У Пасико, наоборот — длинное лицо с коротким подбородком, иногда в глазах улыбка блеснёт и молнией всё лицо озарит, смягчая грубые черты. Но так же, как и Цицино, улыбается она редко, так что пусть уж враг мой на эту улыбку надеется. Может быть, и не казалась бы Пасико дурнушкой, если б не красавица Цицино.
Обе они на выданье. Я даже определить не мог, кто из них старше. Обе со мною кокетничают, а я всё на Цицино поглядываю; сразу она мне в душу запала.
Поначалу показалось мне, что Цицино и Пасико родные сёстры, и я спросил об этом свата.
— Ох, нет, кацо! Цицино — сирота, а Марика её младенцем к себе взяла, вот и выросли девочки вместе, как сёстры родные.
К ужину небо нахмурилось, и стол пришлось накрывать в комнате, у камина. Поставили на выступ камина две лампы, сразу светло кругом стало.
— Пожалуйста, батоно Дианоз, угощайтесь! — предложил я брату хозяйки горячий хачапури.
А Дианоз как подскочит, чуть стол не перевернул, раскричался вдруг и с бранью опрометью из комнаты выскочил. Обомлел я от страху хачапури в руках у меня остыли.

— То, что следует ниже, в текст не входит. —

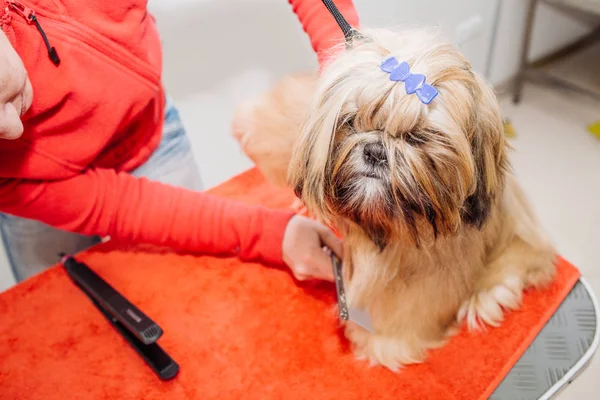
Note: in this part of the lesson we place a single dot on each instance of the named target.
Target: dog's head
(374, 155)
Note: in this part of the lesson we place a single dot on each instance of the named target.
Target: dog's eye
(413, 139)
(349, 121)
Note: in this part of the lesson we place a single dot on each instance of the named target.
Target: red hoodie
(99, 113)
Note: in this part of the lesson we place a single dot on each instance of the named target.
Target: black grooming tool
(349, 32)
(356, 315)
(135, 326)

— Что, — спрашиваю, — случилось? Чем я его обидел?
— Бывает с ним такое, — стала извиняться Марика, — я во всём виновата, не предупредила. Ежели его кто угостить опередит, он завсегда так бранится. Вы уж простите странность ему такую. Раз с ним даже на свадьбе у родственников наших так случилось. Вскочил из-за стола да домой ночью через лес, — чуть его волки там не загрызли. Такая на него блажь иногда находит. Да вы не беспокойтесь, не обращайте внимания, — успокаивала она меня.

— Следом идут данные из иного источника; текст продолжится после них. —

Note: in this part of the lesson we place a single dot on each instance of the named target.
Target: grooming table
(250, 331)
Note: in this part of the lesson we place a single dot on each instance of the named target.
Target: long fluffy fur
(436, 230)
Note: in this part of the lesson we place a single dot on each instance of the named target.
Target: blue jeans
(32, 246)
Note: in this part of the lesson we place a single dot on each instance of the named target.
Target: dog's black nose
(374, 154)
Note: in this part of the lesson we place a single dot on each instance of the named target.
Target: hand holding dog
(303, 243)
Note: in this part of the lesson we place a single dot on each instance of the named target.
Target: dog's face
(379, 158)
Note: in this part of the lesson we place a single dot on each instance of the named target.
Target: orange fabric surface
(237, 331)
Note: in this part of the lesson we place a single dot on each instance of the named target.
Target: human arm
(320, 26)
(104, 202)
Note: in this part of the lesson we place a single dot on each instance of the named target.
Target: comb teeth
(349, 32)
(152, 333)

Выпили мы по стаканчику. О Дианозе и думать забыли. Цицино и Пасико всё время рядом со мной вертелись. И таким они вниманием меня окружили, что заставили целых три куриных гузки съесть. А я ведь, как знаете, из-за гузки душу готов чёрту заложить.

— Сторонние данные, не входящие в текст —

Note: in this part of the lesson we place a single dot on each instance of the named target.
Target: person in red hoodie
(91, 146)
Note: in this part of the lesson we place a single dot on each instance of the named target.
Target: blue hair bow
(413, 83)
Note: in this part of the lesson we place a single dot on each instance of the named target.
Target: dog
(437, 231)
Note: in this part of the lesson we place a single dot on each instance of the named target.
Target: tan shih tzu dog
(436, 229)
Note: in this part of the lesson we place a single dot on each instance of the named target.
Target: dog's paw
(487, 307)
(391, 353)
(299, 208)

Красота Цицино меня больше вина опьянила, и почувствовал я эдакое приятное головокружение. Известно вам, как себя в таких случаях влюблённые ведут: нравится им почему-то всё время обиженными прикидываться. Говорят, что приятнее этого чувства нет ничего на свете. Вот и я так. Когда Цицино меня за столом о чём-либо спрашивала, не отвечал я ей нарочно, но зато шумно, чтоб она слышала, вздыхал, давая понять ей, что влюблён я в неё безнадёжно. Вскоре все за столом опьянели. В руках у Цицино оказалась дайра, и стала она на ней отстукивать.